NOTRE ZORBA. Mohamed ADJOU (chronique décembre 2014)

Par Mohamed Adjou. jeudi 17 Décembre 2014.

Les chroniques de Mohamed Adjou : Humeur.

Le Collectif novembre a rajouté la catégorie "Chroniques" à son blog. Nadia Belkacemi et Mohamed Adjou en sont les premiers phares. Ils nous ont autorisés à en choisir quelques-unes pour publication. Nous les en remercions et les remercions pour leur créativité au quotidien.

NOTRE ZORBA.

Et si je vous disais que j’ai connu Zorba avant Kazantzaki et Théodorakis ?…C’était vers la fin des années 50 et le début des années 60.Il y’avait la guerre, la boue, la peur, le froid, l’angoisse et la faim; et notre famille, soudée par l’instinct de survie qui rend vitale la solidarité, vivait de ses terres rabougries qu’elle obligeait à donner tout ce qu’elles pouvaient en figues, olives, orge, ou oignons…Il avait un visage torturé, une barbe rebelle mais des yeux d’une immense profondeur… il ressemblait à Anthony Queen dont il partageait la dégaine et, en lisant bien plus tard le livre de Kazantzakis, j’étais sûr que c’était lui… Zorba !… j’en ai eu confirmation quand j’ai vu le film.Cet homme était venu de nulle part ; on l’a trouvé là et nos parents ne pouvaient rien nous apprendre de lui sauf qu’il était arrivé un jour d’hiver dans un paletot usé et qu’il avait demandé en souriant derrière sa barbe, à se chauffer les pieds et depuis, il les a allongés…Il s’est vite fait adopter parce qu’il connaissait tout et ne rechignait à rien, il taillait les arbres, tondait les moutons, égorgeait la poule, binait le jardin, lavait les morts, crépissait les murs de terre glaise, soulevait les fardeaux, reboutait les membres brisés des hommes et des bêtes et connaissait le secret de toutes les plantes… et de plus, il avait sous son turban désordonné une intarissable source de proverbes dont il savait user et de chants qu’il chantait si bien et puis, il avait une flûte ensorcelante et sa danse était magique …Et les plus suaves souvenirs de jeunesse, je les dois à ce vieux barde, à ses contes autour du feu d’hiver ou à ses chants si pleins de nostalgies qu’il nous offrait au clair de lune sur la terre battue du « nader » en été…Lui, c’était Salem Belaoufi…Un jour, accroupi sur une des collines de nos montagnes qui sentaient bon le myrte et le lentisque, la barbe offerte à la fraîcheur d’une brise d’été, il regardait en silence l’immensité des terres qui ondulaient jusqu’à l’horizon en forêts de pins et denses maquis… ses lèvres remuaient et on ne savait pas à l’expression concentrée de ses yeux qui n’étaient que fentes étroites, s’il priait ou blasphémait…

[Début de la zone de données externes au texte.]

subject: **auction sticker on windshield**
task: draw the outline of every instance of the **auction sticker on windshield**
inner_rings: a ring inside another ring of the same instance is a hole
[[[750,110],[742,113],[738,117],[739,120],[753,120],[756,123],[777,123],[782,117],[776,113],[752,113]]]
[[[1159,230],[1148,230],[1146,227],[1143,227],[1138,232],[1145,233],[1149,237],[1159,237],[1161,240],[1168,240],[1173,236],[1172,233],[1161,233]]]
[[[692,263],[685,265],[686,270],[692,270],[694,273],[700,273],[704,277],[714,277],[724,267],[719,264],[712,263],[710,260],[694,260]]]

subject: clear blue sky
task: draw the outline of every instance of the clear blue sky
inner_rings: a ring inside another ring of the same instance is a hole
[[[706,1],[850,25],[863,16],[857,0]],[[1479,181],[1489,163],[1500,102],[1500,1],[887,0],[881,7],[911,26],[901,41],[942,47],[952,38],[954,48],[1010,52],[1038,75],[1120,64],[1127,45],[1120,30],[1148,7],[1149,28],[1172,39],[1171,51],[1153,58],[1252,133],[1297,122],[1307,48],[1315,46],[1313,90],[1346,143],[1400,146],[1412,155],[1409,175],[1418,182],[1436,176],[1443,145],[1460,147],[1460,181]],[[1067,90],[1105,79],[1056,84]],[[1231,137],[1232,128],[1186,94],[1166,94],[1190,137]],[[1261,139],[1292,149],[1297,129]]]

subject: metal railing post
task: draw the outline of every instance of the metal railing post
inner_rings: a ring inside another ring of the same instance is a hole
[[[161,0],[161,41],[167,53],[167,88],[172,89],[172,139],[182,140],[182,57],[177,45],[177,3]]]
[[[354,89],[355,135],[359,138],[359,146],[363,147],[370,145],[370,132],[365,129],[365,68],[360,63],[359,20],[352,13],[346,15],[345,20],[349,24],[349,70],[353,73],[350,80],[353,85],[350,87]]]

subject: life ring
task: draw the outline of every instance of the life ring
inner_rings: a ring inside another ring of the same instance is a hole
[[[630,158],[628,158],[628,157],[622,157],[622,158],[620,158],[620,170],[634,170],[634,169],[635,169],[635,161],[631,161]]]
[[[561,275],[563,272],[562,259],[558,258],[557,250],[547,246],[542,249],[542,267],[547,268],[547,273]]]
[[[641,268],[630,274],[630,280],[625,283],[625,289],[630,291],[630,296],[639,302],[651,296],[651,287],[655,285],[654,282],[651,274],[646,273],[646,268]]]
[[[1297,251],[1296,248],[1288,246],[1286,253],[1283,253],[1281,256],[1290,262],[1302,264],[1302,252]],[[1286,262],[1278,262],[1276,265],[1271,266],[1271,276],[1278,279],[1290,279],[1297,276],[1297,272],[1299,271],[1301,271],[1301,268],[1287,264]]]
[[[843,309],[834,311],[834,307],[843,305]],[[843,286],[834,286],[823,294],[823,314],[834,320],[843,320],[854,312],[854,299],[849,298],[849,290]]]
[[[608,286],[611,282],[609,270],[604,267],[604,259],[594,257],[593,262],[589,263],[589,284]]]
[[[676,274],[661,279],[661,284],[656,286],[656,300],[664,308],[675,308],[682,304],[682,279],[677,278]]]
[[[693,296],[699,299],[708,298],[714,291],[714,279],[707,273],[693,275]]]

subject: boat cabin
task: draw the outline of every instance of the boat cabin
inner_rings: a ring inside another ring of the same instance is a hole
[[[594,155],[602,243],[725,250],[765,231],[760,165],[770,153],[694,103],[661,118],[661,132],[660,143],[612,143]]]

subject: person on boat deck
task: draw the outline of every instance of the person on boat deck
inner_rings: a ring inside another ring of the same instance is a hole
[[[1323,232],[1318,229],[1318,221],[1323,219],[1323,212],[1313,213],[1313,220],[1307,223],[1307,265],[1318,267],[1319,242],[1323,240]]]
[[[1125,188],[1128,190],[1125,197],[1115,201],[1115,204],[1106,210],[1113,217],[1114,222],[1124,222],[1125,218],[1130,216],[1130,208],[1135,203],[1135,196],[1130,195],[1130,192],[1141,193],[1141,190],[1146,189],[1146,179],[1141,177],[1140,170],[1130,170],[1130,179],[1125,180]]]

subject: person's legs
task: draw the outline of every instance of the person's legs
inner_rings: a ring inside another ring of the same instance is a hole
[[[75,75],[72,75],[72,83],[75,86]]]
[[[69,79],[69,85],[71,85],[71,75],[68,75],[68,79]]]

Dans ses moments de méditation, il était interdit de parler ou de bouger car sa concentration avait un caractère sacré et l’en faire sortir le rendait rageur…Nous le vîmes se relever… il s’appuya de la main droite sur sa canne, le vent frais faisait battre les pans de sa veste élimée, il mit la main gauche en visière et sans faire attention à nous, il se libéra de son extase en disant :- wach eddir bel ksour ya elli teksebb ardh Allah bekmal’ha !Que ferais tu des palais ô toi qui possèdes toute la terre de Dieu?…Et moi je vous dis que comme le vieux Salem Belaoufi, vous êtes riches de ce que vous ne possédez pas et si vous ne me croyez pas dirou belli ma goult walou et continuez comme Bouteflika, Ghoul, Benyounes et les autres, à croire que le bonheur est tributaire du pouvoir, de son confort et de ses illusions !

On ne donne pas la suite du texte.